Please note that Mommsen uses the AUC chronology (Ab Urbe Condita), i.e. from the founding of the City of Rome. You can use this reference table to have the B.C. dates
From: The History of Rome, by Theodor Mommsen
Translated with the sanction of the author by William Purdie Dickson
Mithradates advanced into Pontus with 4000 Armenian horsemen and 4000 of his own, and as liberator and avenger summoned the nation to rise against the common foe. All joined him; the scattered Roman soldiers were everywhere seized and put to death: when Hadrianus, the Roman commandant in Pontus,(19) led his troops against him, the former mercenaries of the king and the numerous natives of Pontus following the army as slaves made common cause with the enemy.

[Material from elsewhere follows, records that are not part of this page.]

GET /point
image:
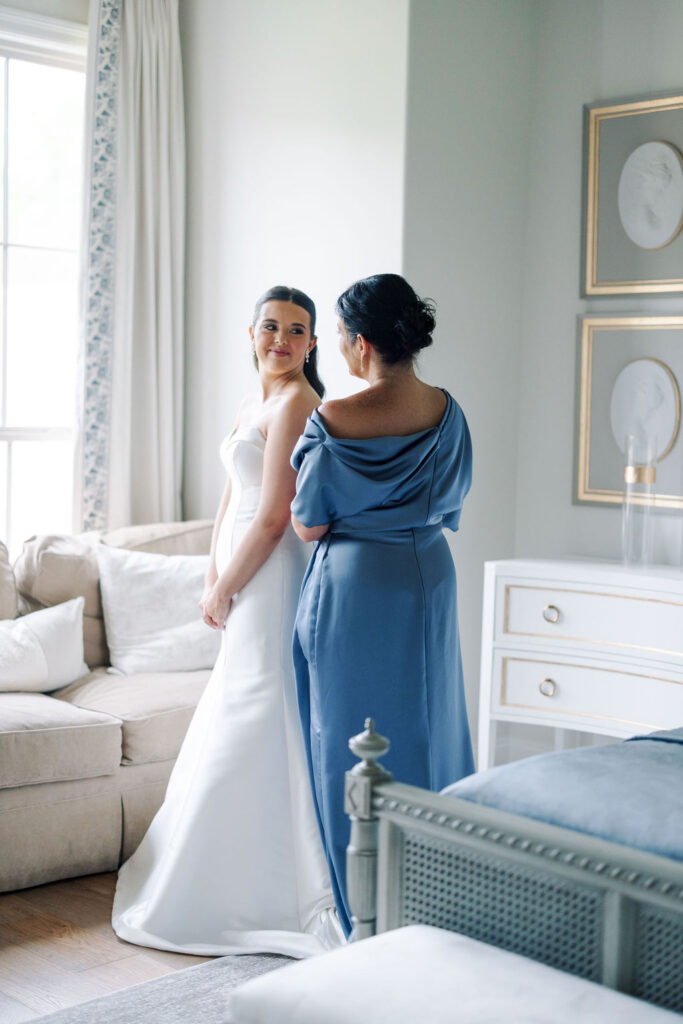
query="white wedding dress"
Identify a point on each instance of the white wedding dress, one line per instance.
(232, 862)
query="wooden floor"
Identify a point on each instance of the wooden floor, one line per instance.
(57, 948)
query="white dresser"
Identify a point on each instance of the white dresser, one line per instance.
(592, 646)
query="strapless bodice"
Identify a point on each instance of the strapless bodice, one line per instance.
(242, 455)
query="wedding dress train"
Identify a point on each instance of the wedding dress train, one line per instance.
(233, 862)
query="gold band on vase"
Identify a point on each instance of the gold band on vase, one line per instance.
(640, 474)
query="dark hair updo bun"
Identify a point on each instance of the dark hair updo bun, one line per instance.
(388, 313)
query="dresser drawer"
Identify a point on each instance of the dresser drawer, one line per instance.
(620, 699)
(638, 624)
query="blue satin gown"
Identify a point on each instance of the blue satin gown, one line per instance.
(377, 625)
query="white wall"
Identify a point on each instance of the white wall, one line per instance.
(295, 117)
(468, 133)
(70, 10)
(588, 50)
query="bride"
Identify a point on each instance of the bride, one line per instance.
(232, 862)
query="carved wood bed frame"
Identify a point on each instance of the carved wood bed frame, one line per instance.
(603, 911)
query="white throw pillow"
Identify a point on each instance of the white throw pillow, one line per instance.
(152, 615)
(43, 650)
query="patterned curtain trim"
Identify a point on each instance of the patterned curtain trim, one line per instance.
(100, 264)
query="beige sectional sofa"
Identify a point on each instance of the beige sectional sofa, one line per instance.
(83, 769)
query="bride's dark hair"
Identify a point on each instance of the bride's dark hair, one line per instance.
(387, 311)
(282, 293)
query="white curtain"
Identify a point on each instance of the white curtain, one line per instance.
(130, 458)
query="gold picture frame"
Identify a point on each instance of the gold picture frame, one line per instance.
(612, 263)
(606, 344)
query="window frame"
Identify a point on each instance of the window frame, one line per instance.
(39, 39)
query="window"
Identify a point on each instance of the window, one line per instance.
(42, 91)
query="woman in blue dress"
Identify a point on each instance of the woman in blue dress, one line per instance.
(380, 474)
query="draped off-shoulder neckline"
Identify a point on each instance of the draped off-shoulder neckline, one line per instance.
(316, 419)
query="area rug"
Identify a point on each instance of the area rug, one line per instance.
(195, 995)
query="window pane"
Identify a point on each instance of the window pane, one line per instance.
(3, 492)
(45, 135)
(42, 475)
(41, 338)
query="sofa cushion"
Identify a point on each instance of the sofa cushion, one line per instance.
(8, 596)
(155, 708)
(193, 538)
(56, 567)
(152, 613)
(42, 650)
(47, 740)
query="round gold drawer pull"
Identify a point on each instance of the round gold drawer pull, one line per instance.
(551, 613)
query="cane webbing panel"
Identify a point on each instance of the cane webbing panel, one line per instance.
(552, 920)
(658, 955)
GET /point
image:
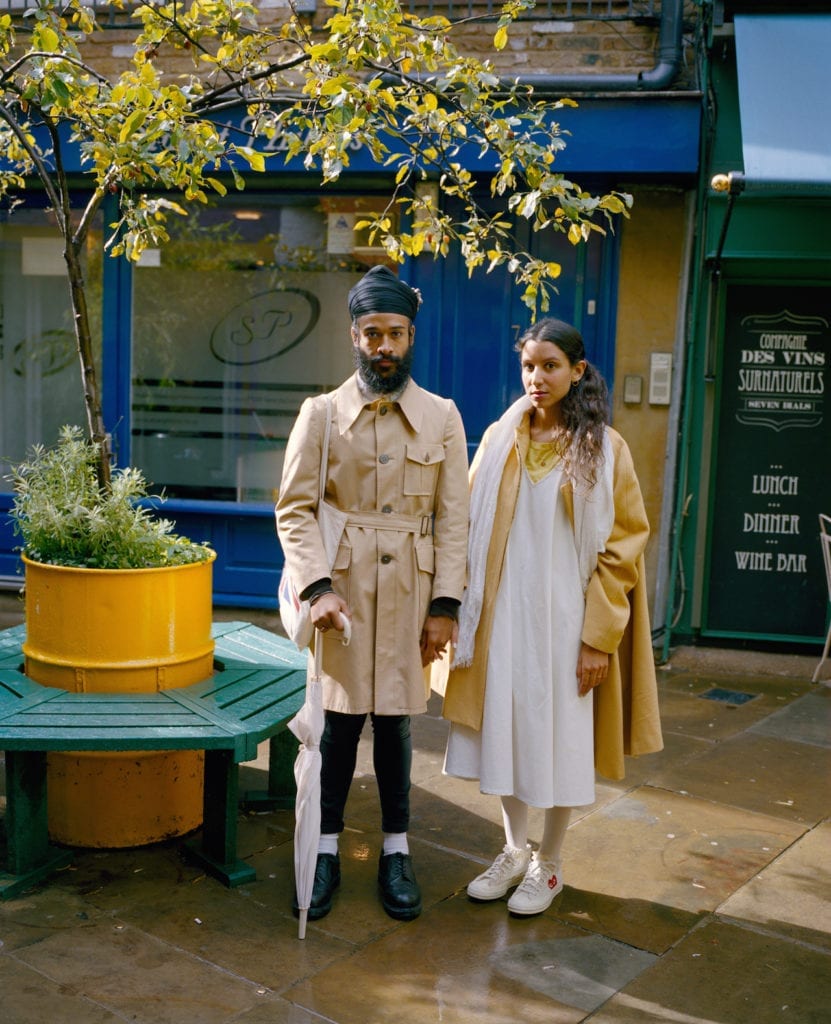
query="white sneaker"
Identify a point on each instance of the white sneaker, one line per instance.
(507, 870)
(536, 891)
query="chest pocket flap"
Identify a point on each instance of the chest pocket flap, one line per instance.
(422, 467)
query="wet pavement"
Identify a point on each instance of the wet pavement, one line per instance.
(698, 891)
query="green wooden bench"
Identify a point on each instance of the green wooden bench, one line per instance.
(258, 685)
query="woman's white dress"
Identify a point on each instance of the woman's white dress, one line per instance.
(536, 741)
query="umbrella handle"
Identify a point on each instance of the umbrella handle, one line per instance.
(347, 628)
(318, 645)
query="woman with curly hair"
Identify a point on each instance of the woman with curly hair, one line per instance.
(553, 675)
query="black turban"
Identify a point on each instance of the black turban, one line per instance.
(379, 291)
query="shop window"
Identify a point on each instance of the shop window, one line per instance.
(235, 321)
(40, 386)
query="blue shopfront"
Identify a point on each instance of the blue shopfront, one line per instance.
(209, 345)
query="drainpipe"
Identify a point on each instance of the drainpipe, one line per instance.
(659, 77)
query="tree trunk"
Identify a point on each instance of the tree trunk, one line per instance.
(89, 382)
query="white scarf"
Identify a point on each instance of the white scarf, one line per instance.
(594, 518)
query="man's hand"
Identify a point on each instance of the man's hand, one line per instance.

19. Cf. V. II. Invasion of Pontus by Lucullus
For two successive days the unequal conflict lasted; it was only the circumstance that the king after receiving two wounds had to be carried off from the field of battle, which gave the Roman commander the opportunity of breaking off the virtually lost battle, and throwing himself with the small remnant of his troops into Cabira. Another of Lucullus' lieutenants who accidentally came into this region, the resolute Triarius, again gathered round him a body of troops and fought a successful engagement with the king; but he was much too weak to expel him afresh from Pontic soil, and had to acquiesce while the king took up winter-quarters in Comana.